Financiamento privado de campanha política era um convite à corrupção. Quem paga a conta, cobra. O financiamento público virou o paraíso dos donos de partido. Nunca se teve tanto dinheiro para alimentar candidaturas. Mais de R$ 6 bilhões. Cacique que não se eleja com esse sistema tem de ser muito ruim de voto. Não precisa nem sair por aí pedindo como antigamente. Dizem que é o custo de democracia. Faz sentido. Mas tem sido, antes de tudo, o preço do marketing. Em alguns lugares, foi também o valor do voto. Pagou-se para o eleitor ir à urna. Precisa campanha tão cara? Aliás, a campanha de Sebastião Melo, nos últimos dias, disposta a cativar o voto de extrema direita, apelou em musiquinhas contra o PT.

Parêntese da semana

“Parêntese #248: Partido”. Luís Augusto Fischer comenta a bomba do ano: “O cenário político da cidade – e do estado e do país, em outra escala – foi marcado nesta semana pelo anúncio, feito num debate público, da Manuela D’Ávila, de que ela se desligou de seu partido. Uma filiação de 25 anos, ela lembrou. Era o PCdoB. Por ele, ela foi candidata à prefeitura, foi vereadora, foi deputada estadual e federal, foi candidata a vice-presidente do país (para o candidato a presidente Fernando Haddad)”.

O PCdoB no RS sem Manuela é chimarrão sem água quente.

Luísa Kiefer mostra o caminho da edição: “Com as eleições em pauta, hoje trazemos alguns textos com reflexões necessárias sobre a política e os políticos.

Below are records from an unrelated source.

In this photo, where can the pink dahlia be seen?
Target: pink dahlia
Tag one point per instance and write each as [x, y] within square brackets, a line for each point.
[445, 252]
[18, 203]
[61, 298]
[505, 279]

Guto Leite coloca Sebastião Melo ao lado de Pablo Marçal e questiona: se um homem trabalha mal, a gente deixa mesmo o homem trabalhar? Outra figura notória, Javier Milei, é abordada por José Roberto Iglesias em artigo sobre a desigualdade social e por Fernando Seffner, que relata a crescente insatisfação do povo argentino com o presidente eleito.  Depois de mais de 10 edições e muitas histórias, chega ao fim a nossa sessão sobre os 200 anos da imigração germânica, com a parte final do texto de Jandiro Koch, que aborda a imigração gay-alemã no RS. No texto de hoje, a vida e obra do artista Ernesto Frederico Scheffel. Já na biografia musical de Porto Alegre, Arthur de Faria narra a história de Carlinhos Hartlieb”.

Frase do Noites

Neoiluminista introspectivo: “A saudade é o cumprimento que o futuro faz ao passado tendo o presente como mensageiro iludido”.

Imagens e imaginários

No Pensando Bem, que vai ar todo sábado, 9 horas, na FM Cultura, 107,7, em parceria com a Matinal, a revista Parêntese e a Pro Hub, e apoio da Adufrgs Sindical, Nando Gross e eu entrevistamos Paulo Flores, ícone do teatro de vanguarda em Porto Alegre, fundador e esteio da mítica Terreira da Tribo de Atuadores Ói Nóis Aqui Traveiz. Uma conversa límpida com um homem que escolheu viver para a arte popular e experimental. Imperdível.

Escuta essa

Uma das mais belas músicas do cancioneiro brasileiro, com assinatura de João de Aquino e Paulo César Pinheiro, Viagem, na grande voz, hoje considerada anacrônica, de Nelson Gonçalves: um clássico imortal.